California Girl is about the Becker boys and follows them into early adulthood. One becomes a homicide detective, one a minister and one a reporter. The bulk of the novel is focused on the death of a young woman, whom the Becker men have known most of their life. Her death affects each of them in a different way.
I have to start by saying I am a fan of Parker's writing and have always been impressed by his work. Having said that, I think California Girl is an exciting step in a new direction. Less of a novel about catching the killer and more about the effects the murder has on the people around her. Like Lehane with Mystic River and Rozan with Absent Friends, Parker is stepping to the next level with a novel that is every bit a piece of literature as it is a crime novel.
It is work like this that helps remove any posible stigma that comes with the term "genre novel"
In April 2005, California Girl was awarded the Edgar award for best Novel of 2004, by the Mystery Writers of America.
It is Parker's second Best Novel Edgar, as Silent Joe also won.
Great stuff!
Mr. Parker has always been exceptional at characterization, but this book nails real atmosphere as well, and is at the top of my 2004 list, along with The Narrows by Michael Connelly, Memorial Day by Harry Shannon and that new Robert Crais. The 60's seem especially relevent these days (war and all) so the writing really make my skin ripple. Great stuff! Buy it, you won't be disappointed.

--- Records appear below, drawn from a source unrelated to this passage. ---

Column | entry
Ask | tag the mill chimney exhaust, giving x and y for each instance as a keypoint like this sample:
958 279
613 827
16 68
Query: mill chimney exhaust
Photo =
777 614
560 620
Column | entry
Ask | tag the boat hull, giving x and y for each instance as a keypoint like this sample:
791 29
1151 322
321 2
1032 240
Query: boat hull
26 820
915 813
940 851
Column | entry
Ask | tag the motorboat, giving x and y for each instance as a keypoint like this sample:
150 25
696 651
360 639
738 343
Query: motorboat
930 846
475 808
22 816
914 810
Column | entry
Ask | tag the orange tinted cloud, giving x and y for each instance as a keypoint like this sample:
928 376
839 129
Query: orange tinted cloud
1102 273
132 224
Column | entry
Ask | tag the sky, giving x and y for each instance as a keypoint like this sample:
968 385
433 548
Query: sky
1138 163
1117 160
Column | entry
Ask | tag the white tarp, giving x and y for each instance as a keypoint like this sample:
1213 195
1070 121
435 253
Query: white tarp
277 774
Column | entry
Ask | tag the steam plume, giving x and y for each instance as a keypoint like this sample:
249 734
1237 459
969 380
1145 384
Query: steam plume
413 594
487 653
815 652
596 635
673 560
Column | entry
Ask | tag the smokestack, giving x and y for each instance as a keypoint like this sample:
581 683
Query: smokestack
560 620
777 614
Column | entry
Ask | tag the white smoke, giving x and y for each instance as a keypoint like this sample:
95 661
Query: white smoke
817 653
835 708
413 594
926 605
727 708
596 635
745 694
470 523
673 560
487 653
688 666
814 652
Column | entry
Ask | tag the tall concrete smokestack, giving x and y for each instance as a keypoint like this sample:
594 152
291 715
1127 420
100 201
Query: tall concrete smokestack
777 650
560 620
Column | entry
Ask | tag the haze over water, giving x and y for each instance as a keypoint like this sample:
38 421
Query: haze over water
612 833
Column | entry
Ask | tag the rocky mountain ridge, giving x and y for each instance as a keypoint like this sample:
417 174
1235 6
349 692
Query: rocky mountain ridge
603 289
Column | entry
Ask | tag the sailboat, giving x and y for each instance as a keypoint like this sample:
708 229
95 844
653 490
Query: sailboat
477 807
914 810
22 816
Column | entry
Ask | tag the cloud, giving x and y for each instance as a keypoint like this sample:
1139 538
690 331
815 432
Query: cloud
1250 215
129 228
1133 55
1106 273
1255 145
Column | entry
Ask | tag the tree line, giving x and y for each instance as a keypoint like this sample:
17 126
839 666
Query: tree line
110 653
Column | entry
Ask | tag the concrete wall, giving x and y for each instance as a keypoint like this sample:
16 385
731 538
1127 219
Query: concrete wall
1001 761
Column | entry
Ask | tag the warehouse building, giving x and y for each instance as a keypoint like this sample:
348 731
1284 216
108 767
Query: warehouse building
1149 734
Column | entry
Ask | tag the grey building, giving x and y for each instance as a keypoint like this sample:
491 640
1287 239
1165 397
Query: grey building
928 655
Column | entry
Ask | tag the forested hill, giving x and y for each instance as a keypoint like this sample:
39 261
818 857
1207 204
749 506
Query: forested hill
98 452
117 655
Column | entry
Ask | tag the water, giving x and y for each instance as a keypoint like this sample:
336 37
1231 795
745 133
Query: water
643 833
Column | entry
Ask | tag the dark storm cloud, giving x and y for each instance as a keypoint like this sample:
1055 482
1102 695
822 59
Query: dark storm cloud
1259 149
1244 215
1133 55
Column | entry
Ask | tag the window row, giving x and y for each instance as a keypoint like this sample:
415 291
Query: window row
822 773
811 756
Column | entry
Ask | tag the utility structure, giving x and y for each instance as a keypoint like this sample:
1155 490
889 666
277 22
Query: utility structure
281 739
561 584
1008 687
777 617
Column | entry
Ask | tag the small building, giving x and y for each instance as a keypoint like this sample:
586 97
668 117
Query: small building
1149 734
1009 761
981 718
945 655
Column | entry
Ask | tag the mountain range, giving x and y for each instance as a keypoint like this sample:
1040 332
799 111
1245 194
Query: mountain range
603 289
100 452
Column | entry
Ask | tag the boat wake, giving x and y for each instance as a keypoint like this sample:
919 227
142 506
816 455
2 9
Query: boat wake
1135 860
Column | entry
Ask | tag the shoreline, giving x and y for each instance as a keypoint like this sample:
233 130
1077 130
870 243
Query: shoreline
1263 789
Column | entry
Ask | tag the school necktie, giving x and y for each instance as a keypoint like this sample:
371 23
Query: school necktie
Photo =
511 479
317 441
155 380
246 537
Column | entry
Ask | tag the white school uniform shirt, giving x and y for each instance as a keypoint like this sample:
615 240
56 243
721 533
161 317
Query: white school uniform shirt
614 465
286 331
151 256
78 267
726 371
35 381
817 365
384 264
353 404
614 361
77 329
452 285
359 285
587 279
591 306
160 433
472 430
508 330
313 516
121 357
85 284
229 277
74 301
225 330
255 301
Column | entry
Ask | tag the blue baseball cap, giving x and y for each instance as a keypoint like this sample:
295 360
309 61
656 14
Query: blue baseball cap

As usual.
A masterpiece!
A Plus for T. Jefferson Parker's incredible "California Girl."
Stylish and engaging, it transports you back to 1968 in Orange County (and up to present day)...again mixing real life characters (Dick Nixon, Tim Leary, Charles Manson) with a fictional cast of vividly sketched characters.
The three Becker brothers (a cop, a crime reporter and a minister) have an intense commitment to finding the truth about a decapitated friend from their teenage years.
Their search for the facts leads to compromise, concessions and exposure of the brothers' secrets.
It is a subtle, sophisticated, cerebral novel with justice the overruling topic...no matter how long it may take.
A well-crafted look back at a period of time that fashioned a generation told in a most intriguing manner.
As good as any book I have read this year.